「バーミンガム2023IBSAワールドゲームズ ブラインドサッカー男子世界選手権2023」が女子と同じバーミンガム大学バーンブルックサッカー競技場で8月15日開幕した。世界選手権の開催は8回目。
すでにパリパラリンピックへの出場を決めているフランス、トルコ、モロッコ、中国に加え、各大陸別選手権で参加資格を得たイングランド、スペイン、ドイツ、イタリア、マリ、タイ、日本、イラン、ブラジル、アルゼンチン、コロンビア、メキシコの計16カ国が参加する。
日本代表はこの後者の12カ国の中で上位3位内に入ると、パリ行きが確定する。ワールドランキング上位16カ国のうち15カ国が参加する中、4カ国づつ4つのグループに別れてグループステージを戦い、上位2カ国が準々決勝に進む。
パリ行きのためにはこのグループステージ突破が必須となる。日本はグループAでイタリア、タイ、トルコの順で対戦する。7月29日の壮行会で中川英治監督は「この3カ国とは、過去2年のうちに全て対戦している点でラッキーな組み合わせ」と語った。
本日の対戦相手イタリアは、今年6月にフランスで開催されたブラインドサッカーグランプリ inフランス2023で11点を決めた強烈なストライカーPaul Iyobo (背番号7)を擁したチームで世界ランキングは16位(日本は4位)。日本は、22年6月にベルリンで対戦し、3−1で勝利している。Iyoboをどう抑えるかが鍵となっていた。
試合は川村怜キャプテン(背番号10)、佐々木ロベルト泉(背番号3)、平林太一(背番号6)、後藤将起(背番号8)、佐藤大介(背番号1)が先発した。
第1ピリオド、攻守の切り替えの早い展開でゲームが進む。お互いにペナルティーエリア外からのシュートが多い中で、日本は平林の右から高速ドリブルでカットインしてのシュートなど新しい攻めのパターンを披露した。開始9分、その平林が左からカットインしてゴール正面やや右からファーサイドへのモーションの早いシュートを決め、日本が先制する。
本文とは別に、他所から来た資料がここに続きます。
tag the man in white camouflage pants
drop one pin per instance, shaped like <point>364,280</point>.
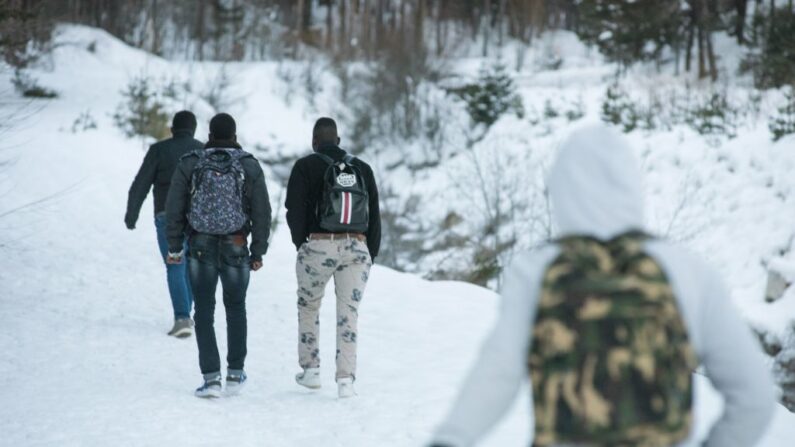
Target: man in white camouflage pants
<point>344,249</point>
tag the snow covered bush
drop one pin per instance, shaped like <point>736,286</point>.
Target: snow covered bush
<point>783,122</point>
<point>774,64</point>
<point>619,110</point>
<point>85,121</point>
<point>493,95</point>
<point>142,113</point>
<point>29,86</point>
<point>714,117</point>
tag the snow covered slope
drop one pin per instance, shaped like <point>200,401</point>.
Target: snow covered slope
<point>84,359</point>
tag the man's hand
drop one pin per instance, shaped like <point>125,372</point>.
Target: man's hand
<point>175,258</point>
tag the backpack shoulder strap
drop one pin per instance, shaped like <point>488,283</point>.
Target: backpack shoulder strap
<point>325,158</point>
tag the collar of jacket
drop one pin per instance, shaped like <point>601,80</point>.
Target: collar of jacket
<point>182,133</point>
<point>222,144</point>
<point>332,150</point>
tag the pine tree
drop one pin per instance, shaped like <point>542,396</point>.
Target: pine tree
<point>493,95</point>
<point>628,32</point>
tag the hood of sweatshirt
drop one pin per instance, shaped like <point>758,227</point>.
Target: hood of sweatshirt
<point>595,185</point>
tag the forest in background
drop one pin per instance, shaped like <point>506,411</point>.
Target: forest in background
<point>393,64</point>
<point>680,32</point>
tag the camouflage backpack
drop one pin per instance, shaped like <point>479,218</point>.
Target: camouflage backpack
<point>610,362</point>
<point>217,190</point>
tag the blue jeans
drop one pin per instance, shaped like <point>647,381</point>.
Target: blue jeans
<point>178,279</point>
<point>225,258</point>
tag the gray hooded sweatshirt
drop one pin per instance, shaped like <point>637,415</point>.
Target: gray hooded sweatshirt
<point>595,187</point>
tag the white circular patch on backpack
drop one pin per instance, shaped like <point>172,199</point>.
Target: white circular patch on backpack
<point>346,180</point>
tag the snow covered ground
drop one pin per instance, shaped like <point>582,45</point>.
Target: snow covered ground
<point>84,306</point>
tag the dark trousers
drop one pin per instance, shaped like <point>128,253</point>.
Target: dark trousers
<point>227,258</point>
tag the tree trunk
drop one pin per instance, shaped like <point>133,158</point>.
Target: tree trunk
<point>702,71</point>
<point>486,24</point>
<point>344,40</point>
<point>329,26</point>
<point>713,68</point>
<point>691,31</point>
<point>739,29</point>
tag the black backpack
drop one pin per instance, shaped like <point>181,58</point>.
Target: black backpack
<point>344,205</point>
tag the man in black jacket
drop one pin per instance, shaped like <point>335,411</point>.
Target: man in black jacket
<point>158,167</point>
<point>322,254</point>
<point>214,255</point>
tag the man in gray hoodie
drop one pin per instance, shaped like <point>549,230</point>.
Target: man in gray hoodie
<point>596,191</point>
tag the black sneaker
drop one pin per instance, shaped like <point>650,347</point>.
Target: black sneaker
<point>210,389</point>
<point>235,382</point>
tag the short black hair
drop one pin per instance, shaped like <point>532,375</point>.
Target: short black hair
<point>325,131</point>
<point>223,127</point>
<point>184,120</point>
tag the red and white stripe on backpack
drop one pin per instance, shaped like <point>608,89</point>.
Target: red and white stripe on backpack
<point>347,208</point>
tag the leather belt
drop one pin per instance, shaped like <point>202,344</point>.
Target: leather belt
<point>338,236</point>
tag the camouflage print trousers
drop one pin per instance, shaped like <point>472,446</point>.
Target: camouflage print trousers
<point>348,261</point>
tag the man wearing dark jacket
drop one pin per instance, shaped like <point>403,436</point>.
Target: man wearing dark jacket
<point>197,199</point>
<point>347,256</point>
<point>158,167</point>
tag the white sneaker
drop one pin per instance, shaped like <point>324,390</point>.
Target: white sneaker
<point>345,387</point>
<point>310,378</point>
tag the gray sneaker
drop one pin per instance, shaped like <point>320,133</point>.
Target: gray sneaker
<point>183,328</point>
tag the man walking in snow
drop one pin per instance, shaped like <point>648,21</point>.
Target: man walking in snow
<point>158,167</point>
<point>607,324</point>
<point>334,218</point>
<point>218,196</point>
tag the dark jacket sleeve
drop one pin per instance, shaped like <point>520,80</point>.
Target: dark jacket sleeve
<point>259,213</point>
<point>140,188</point>
<point>374,228</point>
<point>177,205</point>
<point>297,204</point>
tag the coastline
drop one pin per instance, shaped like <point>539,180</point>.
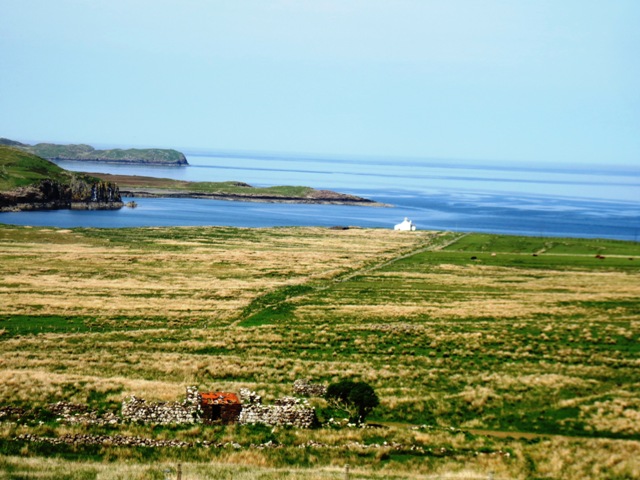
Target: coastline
<point>332,198</point>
その後も、黒田智成(背番号5)や園部優月(背番号14)などを送り出しながら、日本が相手陣内にドリブルで持ち込み押し気味に試合を進める。
第2ピリオドに入っても日本が相手陣に攻め込むことが多く、川村、鳥居健人(背番号11)が相手ペナルティーエリア付近で惜しいシュートが4本ほどあった。
一方で強烈なストライカーIyoboに対しては、川村がメインにケアし、彼が日本サイド内でボールを持つと3人、4人とブロックにいき決定的な仕事をさせなかった。
だが、残り43秒でアタッキングサード右サイドのIyoboが一旦、逆サイドにボールを振り、再度、パスが彼に戻った際に、日本のチェックが川村と佐々木の二人のみで彼の左足へのケアが遅れた。その結果、ペナルティエリア内から左足でゴールファーサイドへのシュートを決められ土壇場で追いつかれてしまった。その後、日本はコーナーキックを得るがゴールを決められず試合終了、大切な勝ち点3を逃す結果となった。
試合後、川村キャプテンは「1点を失うことは想定内だったが、決めなければいけないシーンで決めきれなかったことに課題を感じる。初戦の緊張感、相手のプレッシャーがあったのかもしれない。明日は試合がないので心と体を整えて次のタイ戦で勝ち点3を取れるように頑張りたい」と語った。
このクラスの対戦になると、いかにプレッシャーの少ない状況でペナルティーエリアに侵入して、かつ決め切るかが必要となってくる。それは一人でこじ開けるというよりは、パスの交換などで相手を引き剥がすことがポイントとなる。そういった動きを次の試合では期待したい。
日本の次の対戦は、8月17日 20:30(日本時間)にタイと対戦する。タイとの直近対戦は、22年のアジア・オセアニア選手権の準決勝。その時はPKで敗れている。勝ち点3を取れるよう、是非、JBFA公式Youtubeチャンネルにてライブ観戦と共に声援を届けてほしい。